MICHIGAN - Now that Gov. Gretchen Whitmer has issued an executive directive to declare racism a public health crisis in Michigan, Sen. Erika Geiss and her supporters are calling for her concurrent resolution, SCR 0027 to be brought out of committee and up for a vote so that the measure might earn the full force of law. Senators Marshall Bullock and Geiss introduced the measure in June and received the support of 15 co-sponsors, but it was quickly referred to the Senate Government Operations Committee where it has languished ever since. The concurrent resolution is aimed at addressing the underlying causes of lowered life expectancy and quality of life for Michigan’s 1.4 million African American residents that is highlighted by the disproportionate number of deaths of Black people during the Covid-19 pandemic.
“I applaud the Governor for showing the leadership needed to confront systemic racism in Michigan,” said Sen. Geiss. “But there are limitations to the power of Executive Orders. It’s time for the legislature to step up and acknowledge that it’s time we take this problem seriously.”
"Structural racism kills. It is the number one cause of mortality, morbidity, and poor quality of life for African Americans,” said Dr. Ijeoma Nnodim Opara, an Assistant Professor of Internal Medicine, Wayne State University. “It is the cause of the health disparities that are so conveniently attributed to individual traits and "choices", while the effects of systemic oppression that dictate behavior and constrain choice are consistently and systematically ignored .

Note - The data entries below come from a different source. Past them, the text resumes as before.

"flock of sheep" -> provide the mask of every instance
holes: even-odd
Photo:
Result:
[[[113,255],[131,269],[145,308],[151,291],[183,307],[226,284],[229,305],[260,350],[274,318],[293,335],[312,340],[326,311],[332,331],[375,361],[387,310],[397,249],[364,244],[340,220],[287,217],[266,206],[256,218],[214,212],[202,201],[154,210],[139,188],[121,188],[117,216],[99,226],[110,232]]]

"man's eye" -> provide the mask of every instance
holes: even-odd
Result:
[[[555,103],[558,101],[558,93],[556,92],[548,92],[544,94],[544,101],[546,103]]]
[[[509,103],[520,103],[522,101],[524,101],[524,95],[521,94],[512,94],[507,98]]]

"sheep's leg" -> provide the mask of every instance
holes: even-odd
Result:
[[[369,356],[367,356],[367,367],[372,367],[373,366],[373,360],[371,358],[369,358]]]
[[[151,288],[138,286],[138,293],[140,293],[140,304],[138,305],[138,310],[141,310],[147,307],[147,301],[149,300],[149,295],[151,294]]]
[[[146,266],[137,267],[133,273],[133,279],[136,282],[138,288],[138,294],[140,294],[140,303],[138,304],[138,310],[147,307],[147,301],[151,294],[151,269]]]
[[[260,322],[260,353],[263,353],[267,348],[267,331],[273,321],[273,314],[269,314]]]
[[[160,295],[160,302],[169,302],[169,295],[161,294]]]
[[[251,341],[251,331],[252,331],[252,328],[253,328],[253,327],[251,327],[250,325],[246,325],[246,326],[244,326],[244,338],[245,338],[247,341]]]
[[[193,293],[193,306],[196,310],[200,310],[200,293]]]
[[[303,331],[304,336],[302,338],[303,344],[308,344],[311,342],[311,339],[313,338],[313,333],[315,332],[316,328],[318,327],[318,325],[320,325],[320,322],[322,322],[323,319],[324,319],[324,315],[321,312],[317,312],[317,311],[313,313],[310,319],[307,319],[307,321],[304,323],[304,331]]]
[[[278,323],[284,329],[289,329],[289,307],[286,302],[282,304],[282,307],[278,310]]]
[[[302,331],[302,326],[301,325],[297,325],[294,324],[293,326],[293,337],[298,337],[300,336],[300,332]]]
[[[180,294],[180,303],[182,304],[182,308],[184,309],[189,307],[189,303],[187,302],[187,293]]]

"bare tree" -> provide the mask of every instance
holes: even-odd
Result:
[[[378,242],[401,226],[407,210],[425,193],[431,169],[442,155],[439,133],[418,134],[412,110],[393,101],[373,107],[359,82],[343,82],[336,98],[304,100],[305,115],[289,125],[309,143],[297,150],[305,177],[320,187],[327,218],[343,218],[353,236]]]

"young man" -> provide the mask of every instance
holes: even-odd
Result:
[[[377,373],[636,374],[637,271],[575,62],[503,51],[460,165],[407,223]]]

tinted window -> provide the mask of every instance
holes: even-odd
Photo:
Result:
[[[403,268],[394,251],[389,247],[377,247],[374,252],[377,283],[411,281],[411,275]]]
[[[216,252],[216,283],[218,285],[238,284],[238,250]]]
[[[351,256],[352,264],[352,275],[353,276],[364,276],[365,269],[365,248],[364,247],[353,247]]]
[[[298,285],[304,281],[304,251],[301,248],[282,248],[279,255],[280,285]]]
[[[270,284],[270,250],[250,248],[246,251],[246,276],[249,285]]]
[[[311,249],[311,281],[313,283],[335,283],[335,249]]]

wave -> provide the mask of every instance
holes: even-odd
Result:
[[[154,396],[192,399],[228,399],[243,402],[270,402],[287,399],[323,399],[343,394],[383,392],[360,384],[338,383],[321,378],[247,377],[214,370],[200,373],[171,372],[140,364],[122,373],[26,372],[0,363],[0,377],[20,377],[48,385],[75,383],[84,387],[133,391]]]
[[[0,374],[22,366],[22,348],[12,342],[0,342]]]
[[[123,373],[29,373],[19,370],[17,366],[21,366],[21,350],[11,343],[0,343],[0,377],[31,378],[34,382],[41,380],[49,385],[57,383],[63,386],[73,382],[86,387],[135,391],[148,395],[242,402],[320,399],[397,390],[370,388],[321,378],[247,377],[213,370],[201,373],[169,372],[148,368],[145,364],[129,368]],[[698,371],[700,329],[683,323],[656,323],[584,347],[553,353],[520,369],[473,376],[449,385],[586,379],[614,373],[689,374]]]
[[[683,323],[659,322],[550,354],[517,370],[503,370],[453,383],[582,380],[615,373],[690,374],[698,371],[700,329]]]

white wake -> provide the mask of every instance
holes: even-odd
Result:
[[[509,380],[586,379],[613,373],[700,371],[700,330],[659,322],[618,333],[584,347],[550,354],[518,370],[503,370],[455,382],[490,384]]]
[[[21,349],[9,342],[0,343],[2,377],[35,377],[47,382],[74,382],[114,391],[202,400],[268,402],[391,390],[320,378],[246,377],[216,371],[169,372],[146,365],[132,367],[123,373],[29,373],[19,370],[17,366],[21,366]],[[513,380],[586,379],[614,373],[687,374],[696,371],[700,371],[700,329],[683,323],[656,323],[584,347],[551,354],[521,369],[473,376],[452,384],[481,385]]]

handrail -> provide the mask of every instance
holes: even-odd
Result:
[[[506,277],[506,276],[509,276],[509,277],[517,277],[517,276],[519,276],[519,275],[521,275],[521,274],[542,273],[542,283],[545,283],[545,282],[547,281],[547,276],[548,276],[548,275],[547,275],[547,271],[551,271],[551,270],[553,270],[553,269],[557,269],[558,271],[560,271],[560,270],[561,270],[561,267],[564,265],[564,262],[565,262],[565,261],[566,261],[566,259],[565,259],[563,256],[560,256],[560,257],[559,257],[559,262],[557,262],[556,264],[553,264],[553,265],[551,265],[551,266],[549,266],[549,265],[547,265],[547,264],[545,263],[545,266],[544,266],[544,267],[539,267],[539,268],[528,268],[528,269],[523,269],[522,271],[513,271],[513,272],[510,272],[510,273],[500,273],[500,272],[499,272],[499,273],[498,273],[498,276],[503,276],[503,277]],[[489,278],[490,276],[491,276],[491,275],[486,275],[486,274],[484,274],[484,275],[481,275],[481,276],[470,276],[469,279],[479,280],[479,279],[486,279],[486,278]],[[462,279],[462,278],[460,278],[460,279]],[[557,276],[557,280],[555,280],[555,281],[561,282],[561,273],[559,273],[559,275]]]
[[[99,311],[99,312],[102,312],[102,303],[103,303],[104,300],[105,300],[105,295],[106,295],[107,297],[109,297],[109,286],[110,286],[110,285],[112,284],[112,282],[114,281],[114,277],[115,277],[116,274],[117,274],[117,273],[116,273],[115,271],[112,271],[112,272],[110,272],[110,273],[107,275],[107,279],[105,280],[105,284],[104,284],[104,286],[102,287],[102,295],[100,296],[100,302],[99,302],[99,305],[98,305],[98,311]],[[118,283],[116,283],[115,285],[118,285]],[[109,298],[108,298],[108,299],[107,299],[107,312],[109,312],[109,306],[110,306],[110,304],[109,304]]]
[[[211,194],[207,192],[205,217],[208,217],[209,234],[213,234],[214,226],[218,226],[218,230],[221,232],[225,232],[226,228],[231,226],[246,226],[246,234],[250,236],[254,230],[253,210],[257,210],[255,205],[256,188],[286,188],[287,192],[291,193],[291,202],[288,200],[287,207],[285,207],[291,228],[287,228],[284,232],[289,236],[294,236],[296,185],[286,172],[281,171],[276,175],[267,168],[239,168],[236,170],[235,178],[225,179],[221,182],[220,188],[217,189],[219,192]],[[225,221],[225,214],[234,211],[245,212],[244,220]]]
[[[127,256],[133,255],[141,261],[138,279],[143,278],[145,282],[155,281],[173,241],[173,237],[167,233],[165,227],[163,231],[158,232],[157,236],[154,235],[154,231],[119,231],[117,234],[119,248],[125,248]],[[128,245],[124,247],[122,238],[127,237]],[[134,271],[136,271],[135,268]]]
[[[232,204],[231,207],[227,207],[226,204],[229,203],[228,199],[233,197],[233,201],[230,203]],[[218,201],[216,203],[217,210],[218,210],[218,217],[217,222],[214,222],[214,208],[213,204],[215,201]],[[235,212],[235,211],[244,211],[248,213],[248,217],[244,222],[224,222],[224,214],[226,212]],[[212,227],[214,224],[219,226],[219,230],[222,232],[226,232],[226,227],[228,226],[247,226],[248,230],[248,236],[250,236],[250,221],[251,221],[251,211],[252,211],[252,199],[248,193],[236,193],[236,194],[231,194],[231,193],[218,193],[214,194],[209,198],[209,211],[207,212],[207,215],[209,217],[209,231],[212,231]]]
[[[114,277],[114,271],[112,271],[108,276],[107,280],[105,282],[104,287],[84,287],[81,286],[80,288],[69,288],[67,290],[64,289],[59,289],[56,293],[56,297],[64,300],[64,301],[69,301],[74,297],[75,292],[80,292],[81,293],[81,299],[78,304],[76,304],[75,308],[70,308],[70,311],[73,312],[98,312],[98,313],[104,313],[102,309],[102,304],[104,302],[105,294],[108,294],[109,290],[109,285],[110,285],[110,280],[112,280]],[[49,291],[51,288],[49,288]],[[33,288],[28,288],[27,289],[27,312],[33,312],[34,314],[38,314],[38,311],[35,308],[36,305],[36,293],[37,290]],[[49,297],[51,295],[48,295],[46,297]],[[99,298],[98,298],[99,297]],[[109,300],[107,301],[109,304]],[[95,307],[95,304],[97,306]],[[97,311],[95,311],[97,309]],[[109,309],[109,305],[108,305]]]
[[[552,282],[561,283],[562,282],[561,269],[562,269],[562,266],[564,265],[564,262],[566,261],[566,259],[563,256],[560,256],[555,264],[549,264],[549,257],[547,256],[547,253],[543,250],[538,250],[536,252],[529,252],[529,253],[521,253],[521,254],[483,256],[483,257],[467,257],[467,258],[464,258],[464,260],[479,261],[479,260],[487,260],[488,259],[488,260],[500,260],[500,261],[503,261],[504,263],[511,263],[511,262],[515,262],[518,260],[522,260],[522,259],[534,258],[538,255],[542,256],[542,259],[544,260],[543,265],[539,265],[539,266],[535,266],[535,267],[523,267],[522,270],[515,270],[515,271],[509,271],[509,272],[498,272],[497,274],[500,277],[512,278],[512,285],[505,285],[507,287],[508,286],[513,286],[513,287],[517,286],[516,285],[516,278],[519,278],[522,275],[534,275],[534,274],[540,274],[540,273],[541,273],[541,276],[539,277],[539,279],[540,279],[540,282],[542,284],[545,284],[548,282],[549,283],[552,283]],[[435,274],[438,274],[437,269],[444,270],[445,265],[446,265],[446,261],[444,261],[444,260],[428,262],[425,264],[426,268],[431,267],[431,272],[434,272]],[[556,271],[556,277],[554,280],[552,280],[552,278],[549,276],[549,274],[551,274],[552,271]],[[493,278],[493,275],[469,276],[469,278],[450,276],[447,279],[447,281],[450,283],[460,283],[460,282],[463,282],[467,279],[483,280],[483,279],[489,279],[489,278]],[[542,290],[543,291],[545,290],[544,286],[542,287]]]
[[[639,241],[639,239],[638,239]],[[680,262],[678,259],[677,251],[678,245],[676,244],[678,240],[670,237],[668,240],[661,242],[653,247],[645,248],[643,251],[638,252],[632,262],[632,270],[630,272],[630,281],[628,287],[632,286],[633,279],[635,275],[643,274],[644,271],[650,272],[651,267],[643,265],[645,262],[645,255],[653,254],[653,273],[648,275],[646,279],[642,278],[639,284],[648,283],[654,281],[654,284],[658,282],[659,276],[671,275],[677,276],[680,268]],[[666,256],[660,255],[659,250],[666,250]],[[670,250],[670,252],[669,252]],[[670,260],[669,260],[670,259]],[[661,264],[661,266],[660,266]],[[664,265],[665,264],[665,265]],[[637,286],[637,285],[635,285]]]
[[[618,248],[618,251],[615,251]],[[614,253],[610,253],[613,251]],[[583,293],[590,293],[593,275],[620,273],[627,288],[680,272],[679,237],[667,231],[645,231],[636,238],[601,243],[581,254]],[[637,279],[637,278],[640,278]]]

"That COVID19 is claiming the lives of a disproportionate number of people of color is not surprising to those doing public health work,” Dr. William Lopez, an Assistant Professor of Health Behavior & Education at the University of Michigan. “The pandemic has laid bare the racial fault lines throughout our country, showing everyone that our systems of segregation, incarceration, deportation, and low-wage employment shape the lives and health of communities of color, exposing them to risks their white peers do not experience."
A few weeks ago, the Wayne County Commission became the latest to approve a resolution declaring racism to be a public health crisis, joining the counties of Oakland, Kalamazoo, Genesee and Washtenaw. Chairwoman Alisha Bell said everything from poverty to health disparities pointed back towards racism. “I want to think that the large counties in Michigan stepping up was the reason why the Governor decided to also declare it a health crisis,” Bell said. She says she’s now looking for tangible outcomes to result from the environment to housing.
Sen Geiss and an expanded line up of advocates will discuss the topic in even greater detail in an online town hall meeting Wednesday, sponsored by Michigan United and the Schoolcraft College Diversity Committee.